迷った。今請けている奈良の社会人軟式野球チームからのオーダーの、野球スタメンボード制作に着手するか、いっそ「緑陰読書」に行ってしまうか....。
「そうだ、京都へ行こう」なんて昔のJRのCMみたいに「そうだ、緑陰読書へ行こう」と劇的に判断して、速攻近くの公園へ。
(※因に奈良の野球チームはA級クラスの「masuda」というクラブチーム。いずれここでもたっぷりと書いていこうと思う筆者なんである)
「緑陰読書」は夏がいい。もう8月も終わりだ。読書の秋と昔から言うけれどそれはそれ、これはこれで夏には夏の極上の時間が流れていくんである。夏が終わる前にやっとその時間を持てることになった。
さてどの公園へ出撃するか。歩いて10分圏内に4つの公園がある。一番近場の公園にした。通称梅公園という、西有馬小の子どもらがよく集まる小さな公園だ。本当はオトナが読書に勤しむには不向きなんである。子らの大きな騒ぎ声やサッカーボールが飛んできたりと、読書の敵が満載の危険な場所なのだった。
筆者は小説に没頭すると周りの光景や騒音がだんだん遠のき、作中の人物と一緒に行動を共にしてしまうタイプだ。電車で読んでて降りる駅を2,3個乗り過ごしたことは1回や2回ではない。本を読んでて電車で涙を流したこともある。もっとも、向かいの席にミニの妙齢の美女が座っていたりすると、読書どころではない、同じページを何度も行ったり来たりして気もそぞろになっちゃう。1ページ読むのに普段の10倍かかる。オトコなら誰しも経験済みだろう。ねっ、読者諸兄(^-^)

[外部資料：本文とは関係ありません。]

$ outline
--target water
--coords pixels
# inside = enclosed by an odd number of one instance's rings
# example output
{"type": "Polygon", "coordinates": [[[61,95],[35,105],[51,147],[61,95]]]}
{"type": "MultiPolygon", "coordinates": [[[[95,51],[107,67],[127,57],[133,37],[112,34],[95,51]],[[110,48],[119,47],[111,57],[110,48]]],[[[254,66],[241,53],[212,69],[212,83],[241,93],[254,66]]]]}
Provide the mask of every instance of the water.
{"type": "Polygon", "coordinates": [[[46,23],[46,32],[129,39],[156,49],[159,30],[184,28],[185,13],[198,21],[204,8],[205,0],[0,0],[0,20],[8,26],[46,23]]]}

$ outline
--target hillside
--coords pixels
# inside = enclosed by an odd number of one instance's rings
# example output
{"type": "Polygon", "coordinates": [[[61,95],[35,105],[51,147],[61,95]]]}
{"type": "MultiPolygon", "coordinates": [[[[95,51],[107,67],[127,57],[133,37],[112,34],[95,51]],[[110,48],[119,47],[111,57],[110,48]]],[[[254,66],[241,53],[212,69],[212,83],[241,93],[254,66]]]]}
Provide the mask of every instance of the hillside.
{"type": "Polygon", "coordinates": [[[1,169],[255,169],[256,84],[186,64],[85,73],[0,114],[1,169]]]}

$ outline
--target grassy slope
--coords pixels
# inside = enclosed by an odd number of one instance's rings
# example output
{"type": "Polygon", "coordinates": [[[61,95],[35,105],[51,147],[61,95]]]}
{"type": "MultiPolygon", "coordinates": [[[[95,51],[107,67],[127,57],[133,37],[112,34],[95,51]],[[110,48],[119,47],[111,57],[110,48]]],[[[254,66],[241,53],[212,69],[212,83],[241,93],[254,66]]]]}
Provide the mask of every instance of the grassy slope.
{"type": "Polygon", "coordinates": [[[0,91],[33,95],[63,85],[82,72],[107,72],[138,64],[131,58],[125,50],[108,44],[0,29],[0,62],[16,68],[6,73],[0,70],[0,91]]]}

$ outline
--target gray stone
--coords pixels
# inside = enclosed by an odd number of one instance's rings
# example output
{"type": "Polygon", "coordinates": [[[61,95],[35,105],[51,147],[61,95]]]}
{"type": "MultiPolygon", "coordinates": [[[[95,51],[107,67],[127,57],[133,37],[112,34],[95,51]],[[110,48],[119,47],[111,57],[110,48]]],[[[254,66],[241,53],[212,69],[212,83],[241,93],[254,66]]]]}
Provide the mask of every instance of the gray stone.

公園にたどり着き高みからあたりを睥睨(へいげい)する。
良かった。小さい子連れの奥さん連中はいない。いい歳ぶっこいて無精髭にいかついサングラスをかけ穴あきジーンズのオジサンが、真っ昼間に公園を徘徊する姿は、彼女らの眉をひそめさせるには十分すぎるからだ。「オレ、変なオジサンじゃないかんな!」と憮然とした表情でベンチに座れば、これがまた逆効果に違いない。じゃあ逆に、ニコニコしながら入っていけば益々怪しいオッサンではないか。
奥様連中はいなかったが、子どもは思いのほか大勢いた。
木陰が落ちるベンチを厳選し脚を組み奥田英朗のページを繰る。次第にずぶずぶと物語の中に墜ちてゆく自分....。
「ずとっ」
「ざすっ」
「ごろんっ」
ん、ん、何事だ?
顔を上げると湾岸戦争勃発当初の米軍の夜間空襲のごとく、空から何かが次々と攻撃してくるではないか。
見ると遠く離れたブランコに乗った少年たちが、自分のスニーカーをより遠くへ飛ばす競争をしていたんである。彼らの能力の限界点がちょうど筆者のベンチ付近なのだった。
「俺ならおまえたちの倍は飛ばせるぞっ!倍返しだっ!」と言いつつ筆者も参戦してやろうとブランコへ歩み寄ろうと思ったけれど、ココロで思っただけだった。また小説に戻る。
「ざとっ」
「ずすっ」
「ごろりんんっ」
子どもらが僅差の勝負の判定をせんと、筆者のベンチまでやって来た。
「どっちだ、どっちだ」と子らが真剣に覗き込む。
筆者おもむろに本を閉じて言った。
「お〜し、オジサンが判定してやろう」
2個のスニーカーがごろんと肩を並べて転がっている。しっかりと見据えた。
「そっちのほうがハナ差で勝ちっ!」
と言ってやったら、その靴の馬主である子が、
「やったあ!オジサンが俺の勝ちだってさ」
と言ってまたきゃっきゃとブランコへ駆け戻る子たち。
ミサイルが頭を直撃してはたまらんので、ほどなくして公園を退散したのは言うまでもない。